Perhaps his voracity and emblamatic erudition were a function of sleeping less or the other way around. Perhaps awaking from a deep sleep we are well rested enough to think. We have an idea and fail to express it for we are too thoughtful. Taleb would say “thinking is time-consuming and generally a great waste of energy”. Da Vinci didn’t think. To think here is not to be curious. To have the passion to explore. Rather, it is to think about thinking. To overthink. Taleb intends to say that when we analyze our own thoughts, we lose them. They get clouded by self-conciousness, embarassment perhaps, and especially the notion that we should be doing something else. This prevents truest expression and is a wall without footholds for climbing.
What if Da Vinci wore a Whoop? What if he looked at his app and saw that he was working on only 9% recovery every day? That his sleep quality was shot and his function declined. You might suggest that he wouldn’t care and would go about his way of life with conviction. I decline this belief. Even if slightly, he would alter his regimine if even a little. Twenty minute naps might become forty as he tinkered and tinkered. A man to whome exploration comes as easily as breathing would not take in information without experementing with it. He may have grown obsessed with the Whoop score at the sacrifice of his other pursuits.

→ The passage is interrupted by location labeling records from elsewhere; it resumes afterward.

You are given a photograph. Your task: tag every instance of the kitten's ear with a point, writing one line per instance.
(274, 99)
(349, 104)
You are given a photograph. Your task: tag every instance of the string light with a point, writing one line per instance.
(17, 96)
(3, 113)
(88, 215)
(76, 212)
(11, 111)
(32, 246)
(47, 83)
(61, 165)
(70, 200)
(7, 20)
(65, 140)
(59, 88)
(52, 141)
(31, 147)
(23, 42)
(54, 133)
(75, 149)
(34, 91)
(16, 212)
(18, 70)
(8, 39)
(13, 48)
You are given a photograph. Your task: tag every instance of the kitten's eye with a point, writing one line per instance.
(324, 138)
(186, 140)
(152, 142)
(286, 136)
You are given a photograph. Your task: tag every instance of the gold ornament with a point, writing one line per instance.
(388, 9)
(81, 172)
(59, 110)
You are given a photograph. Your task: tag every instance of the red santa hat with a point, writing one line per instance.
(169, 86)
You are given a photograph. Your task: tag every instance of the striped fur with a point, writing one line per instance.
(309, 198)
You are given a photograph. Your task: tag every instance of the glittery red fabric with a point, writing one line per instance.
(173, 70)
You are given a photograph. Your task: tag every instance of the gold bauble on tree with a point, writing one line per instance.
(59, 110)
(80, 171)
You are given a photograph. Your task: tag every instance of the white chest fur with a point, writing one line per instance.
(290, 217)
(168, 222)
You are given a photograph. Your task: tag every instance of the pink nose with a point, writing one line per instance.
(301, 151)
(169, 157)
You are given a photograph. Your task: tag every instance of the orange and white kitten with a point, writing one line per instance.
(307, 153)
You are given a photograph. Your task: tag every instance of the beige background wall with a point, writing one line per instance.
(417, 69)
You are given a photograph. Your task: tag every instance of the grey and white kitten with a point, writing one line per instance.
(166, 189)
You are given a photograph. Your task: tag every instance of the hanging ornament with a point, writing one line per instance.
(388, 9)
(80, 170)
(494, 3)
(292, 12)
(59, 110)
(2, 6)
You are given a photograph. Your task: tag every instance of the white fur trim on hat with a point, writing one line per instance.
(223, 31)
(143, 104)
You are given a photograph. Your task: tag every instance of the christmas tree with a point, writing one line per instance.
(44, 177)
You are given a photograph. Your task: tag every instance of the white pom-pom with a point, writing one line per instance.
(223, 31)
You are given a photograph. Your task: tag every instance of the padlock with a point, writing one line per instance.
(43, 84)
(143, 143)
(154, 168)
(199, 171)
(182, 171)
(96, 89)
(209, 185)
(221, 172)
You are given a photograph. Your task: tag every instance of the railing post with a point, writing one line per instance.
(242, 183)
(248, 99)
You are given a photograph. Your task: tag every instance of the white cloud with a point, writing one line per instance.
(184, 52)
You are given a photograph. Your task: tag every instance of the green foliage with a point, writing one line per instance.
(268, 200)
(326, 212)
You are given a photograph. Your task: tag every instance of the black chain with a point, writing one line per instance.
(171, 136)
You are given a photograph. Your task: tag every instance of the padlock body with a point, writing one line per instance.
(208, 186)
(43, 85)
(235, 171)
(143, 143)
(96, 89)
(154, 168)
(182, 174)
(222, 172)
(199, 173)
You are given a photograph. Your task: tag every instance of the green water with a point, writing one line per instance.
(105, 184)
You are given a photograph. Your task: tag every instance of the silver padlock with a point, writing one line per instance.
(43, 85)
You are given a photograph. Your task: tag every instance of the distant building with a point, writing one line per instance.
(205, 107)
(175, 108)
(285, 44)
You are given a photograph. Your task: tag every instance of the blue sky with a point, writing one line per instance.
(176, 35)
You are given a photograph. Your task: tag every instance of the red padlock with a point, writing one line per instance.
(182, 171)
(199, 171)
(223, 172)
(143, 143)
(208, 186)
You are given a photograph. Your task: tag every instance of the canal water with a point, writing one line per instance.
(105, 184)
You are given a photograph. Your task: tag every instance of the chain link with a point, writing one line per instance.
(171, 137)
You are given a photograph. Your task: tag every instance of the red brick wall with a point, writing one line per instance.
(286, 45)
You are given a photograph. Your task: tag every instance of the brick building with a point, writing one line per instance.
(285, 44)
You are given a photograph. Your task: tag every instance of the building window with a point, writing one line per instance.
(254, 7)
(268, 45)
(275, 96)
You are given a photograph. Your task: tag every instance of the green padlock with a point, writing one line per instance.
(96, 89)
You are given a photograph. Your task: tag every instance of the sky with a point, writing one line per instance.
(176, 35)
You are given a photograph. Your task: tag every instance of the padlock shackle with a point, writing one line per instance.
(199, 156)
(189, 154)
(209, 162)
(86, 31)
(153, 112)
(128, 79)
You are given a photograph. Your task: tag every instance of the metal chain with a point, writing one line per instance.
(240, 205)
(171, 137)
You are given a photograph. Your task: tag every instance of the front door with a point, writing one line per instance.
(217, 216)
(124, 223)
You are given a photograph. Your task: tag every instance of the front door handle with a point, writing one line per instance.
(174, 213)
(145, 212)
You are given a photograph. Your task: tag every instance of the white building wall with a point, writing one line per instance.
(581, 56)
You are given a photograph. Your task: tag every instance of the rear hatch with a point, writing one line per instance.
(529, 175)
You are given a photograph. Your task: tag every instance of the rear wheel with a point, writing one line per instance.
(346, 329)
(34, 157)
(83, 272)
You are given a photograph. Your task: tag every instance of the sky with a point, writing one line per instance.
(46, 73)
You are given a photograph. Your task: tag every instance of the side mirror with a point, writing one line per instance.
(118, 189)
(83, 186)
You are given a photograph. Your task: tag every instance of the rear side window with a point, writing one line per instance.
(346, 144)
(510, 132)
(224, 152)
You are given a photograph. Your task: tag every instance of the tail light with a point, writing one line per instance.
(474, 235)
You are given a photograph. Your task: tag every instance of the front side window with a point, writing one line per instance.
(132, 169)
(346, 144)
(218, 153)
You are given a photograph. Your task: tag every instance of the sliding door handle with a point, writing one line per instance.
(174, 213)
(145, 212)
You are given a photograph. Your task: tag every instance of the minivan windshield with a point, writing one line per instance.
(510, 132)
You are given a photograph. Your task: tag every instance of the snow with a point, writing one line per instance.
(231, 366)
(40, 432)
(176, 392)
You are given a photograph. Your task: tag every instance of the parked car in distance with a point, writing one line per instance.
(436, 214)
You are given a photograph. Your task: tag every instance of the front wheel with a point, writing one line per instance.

Electing what data to consume, particularly in regards to oneself is deeply critical. More data can oft be far more harmful than less. For experimenting with changing habits when they need not changing is quite disruptive. Weighing yourself everyday, even checking grades everyday, the status of your bank account. These things put pressure where it’s not always needed and can get in the way of larger and better thought out pursuits. I caution obsession with short time scale data and instead advocate pursuit of the duration. Food tastes better low and slow. So do you.
But perhaps if Da Vinci had paid attention to his Whoop and altered his sleep he would have painted ten Mona Lisa’s. Who knows? I certainly don’t.